Rose Wilder Lane lived through some devastating times. Granted, it was not the Little House on the Prairie that her mother knew, but, it was not always that much better. Susan Wittig Albert tells the story of her life, in a novel based on the many diaries, letters, and stories she left behind.
As a huge fan of the original series of books and the television show, it does not really bother me to learn that perhaps Half-Pint did not pen those stories we remember so well. If we are to believe the story here, she did not have a writer’s gifts, but she had the stubbornness she learned on the prairie, and fought primarily to keep her story from being fictionalized. Albert convinced me – we wanted a tale of hardship and woe, and we wanted it to come from a 60-something woman whose education did not really jibe with the tale she told so well. So her daughter wrote it, big deal. Why all the mystery?
As a wannabe writer, the behind the scenes feel of this book kept me in thrall. For anyone else reading this, I’m not so sure. For fiction, it is heavily laden with details. I am almost surprised that copies of her contracts were not included in the back matter. But I will admit that I am jealous of a woman who, for the most part, kept herself (and many others) in food and shelter completely on the earnings of her writing, during the depression! For example, at the time of the stock market crash, Rose Wilder Lane lost $50,000 from an investment account. This seemed like a tremendous amount of money for her to even have, especially when she writes later that she paid someone $60 to rebuild a burned down garage. Do the numbers really make sense here? I have no idea. According to the book, Rose earned between $750 - $1200 for stories she wrote for the Saturday Evening Post and other magazines; stories that she says took her a couple of weeks each to write. I am thinking the rates have not changed all that much in the eighty or so years since. She consistently repeats her mantra, “cash, cash, cash”, which, I have to admit, did not endear her to me. While I admire her fortitude and her gift, she did not seem very grateful for what I would consider her tremendous success. She is rarely without cash, a comfortable home, travel plans, and company.
I am guessing that Albert stuck pretty close to the original diaries, since she repeatedly offers an out for Lane’s whining — saying, that sometimes the diaries were more gloomy than the reality. I would have to agree, since for a large part of the book, in the context of what was going on in the rest of the country, she has a pretty good life. But maybe that’s just me, cause I was jealous.

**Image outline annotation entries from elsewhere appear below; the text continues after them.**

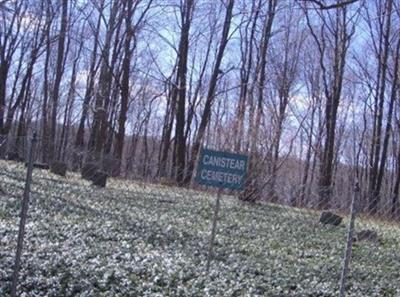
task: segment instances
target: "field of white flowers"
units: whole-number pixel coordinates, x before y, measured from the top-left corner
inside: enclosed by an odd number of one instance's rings
[[[0,296],[24,175],[0,161]],[[121,180],[100,189],[44,170],[33,179],[22,296],[337,296],[346,228],[318,224],[318,213],[223,196],[207,275],[214,196]],[[347,296],[400,296],[400,228],[371,224],[382,244],[355,245]]]

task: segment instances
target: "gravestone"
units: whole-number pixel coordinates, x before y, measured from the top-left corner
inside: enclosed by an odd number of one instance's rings
[[[107,173],[104,171],[96,171],[92,176],[92,182],[95,186],[99,186],[101,188],[106,187],[107,183]]]
[[[66,176],[67,164],[64,162],[53,162],[51,164],[50,171],[60,176]]]
[[[373,242],[378,242],[378,233],[373,230],[361,230],[360,232],[357,232],[356,234],[356,241],[362,241],[362,240],[367,240],[367,241],[373,241]]]
[[[324,225],[339,226],[343,218],[330,211],[323,211],[319,218],[319,222]]]
[[[35,162],[32,164],[33,168],[36,169],[43,169],[43,170],[48,170],[50,169],[49,164],[46,163],[40,163],[40,162]],[[28,163],[25,163],[25,167],[28,167]]]
[[[24,158],[20,157],[17,152],[8,152],[6,159],[9,161],[24,162]]]
[[[95,163],[86,163],[83,165],[81,169],[81,176],[83,179],[92,180],[93,175],[96,171],[99,170],[99,167]]]

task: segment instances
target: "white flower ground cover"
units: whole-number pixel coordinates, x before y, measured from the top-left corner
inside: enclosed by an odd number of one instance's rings
[[[0,161],[0,296],[15,256],[25,168]],[[111,180],[99,189],[35,170],[22,296],[337,296],[346,228],[318,213],[224,196],[205,273],[215,197]],[[346,222],[347,223],[347,222]],[[371,225],[369,225],[371,227]],[[357,243],[347,296],[400,296],[398,226]]]

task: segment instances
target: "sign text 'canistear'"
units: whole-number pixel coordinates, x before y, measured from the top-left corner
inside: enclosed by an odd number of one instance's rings
[[[247,156],[203,149],[197,168],[199,184],[240,190],[243,188]]]

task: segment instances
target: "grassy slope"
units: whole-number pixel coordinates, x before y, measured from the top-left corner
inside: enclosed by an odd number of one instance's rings
[[[0,296],[9,290],[24,174],[0,161]],[[26,296],[337,294],[346,229],[315,224],[311,211],[224,197],[207,277],[214,197],[119,180],[102,190],[41,170],[32,192],[20,274]],[[348,296],[400,296],[399,228],[372,228],[383,244],[355,246]]]

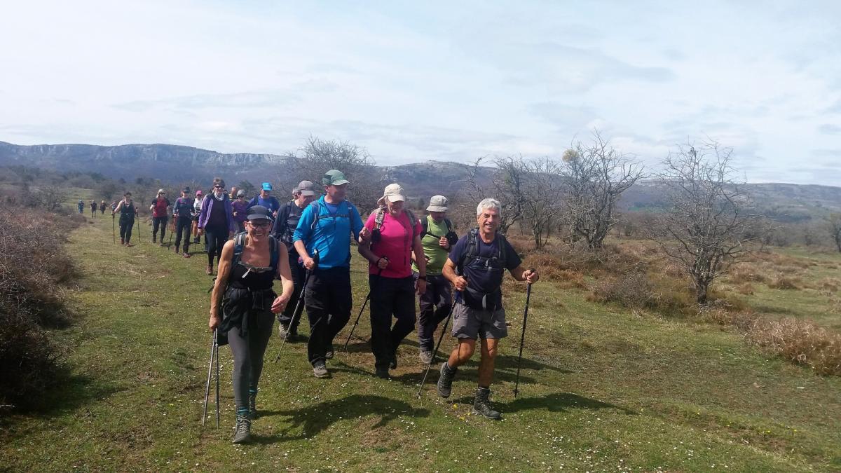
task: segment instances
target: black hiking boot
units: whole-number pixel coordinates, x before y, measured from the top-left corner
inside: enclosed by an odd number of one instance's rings
[[[449,397],[450,392],[452,391],[452,379],[456,377],[456,373],[458,371],[458,368],[450,368],[450,365],[444,363],[441,364],[441,376],[438,377],[438,396],[442,397]]]
[[[495,411],[490,405],[490,388],[479,388],[476,390],[476,399],[473,401],[473,414],[484,416],[495,421],[502,418],[502,414]]]
[[[236,415],[236,429],[234,431],[234,444],[246,444],[251,441],[251,421],[246,415]]]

Rose repeatedly disparages her mother’s overbearing nature, and her wish to control everything. In her own life, Rose’s generous gifts and guidance almost always came with strings attached. It was almost painful to read about her many relationships, and how most of them, at one point or another, relied on her financial backing. The apple doesn’t fall far… She felt the Little House books were beneath her, but consistently wrote stories for the adult market that were based on the tales her parents told. When she had the chance to tell the truth about the farmers’ troubles with the New Deal, she chose instead to write the happy ending story that would bring her a paycheck.
So no, Rose Wilder Lane will not be my new hero. But she led an amazing, interesting, even astonishing life. And if you’re like me, that’s something you want to read about.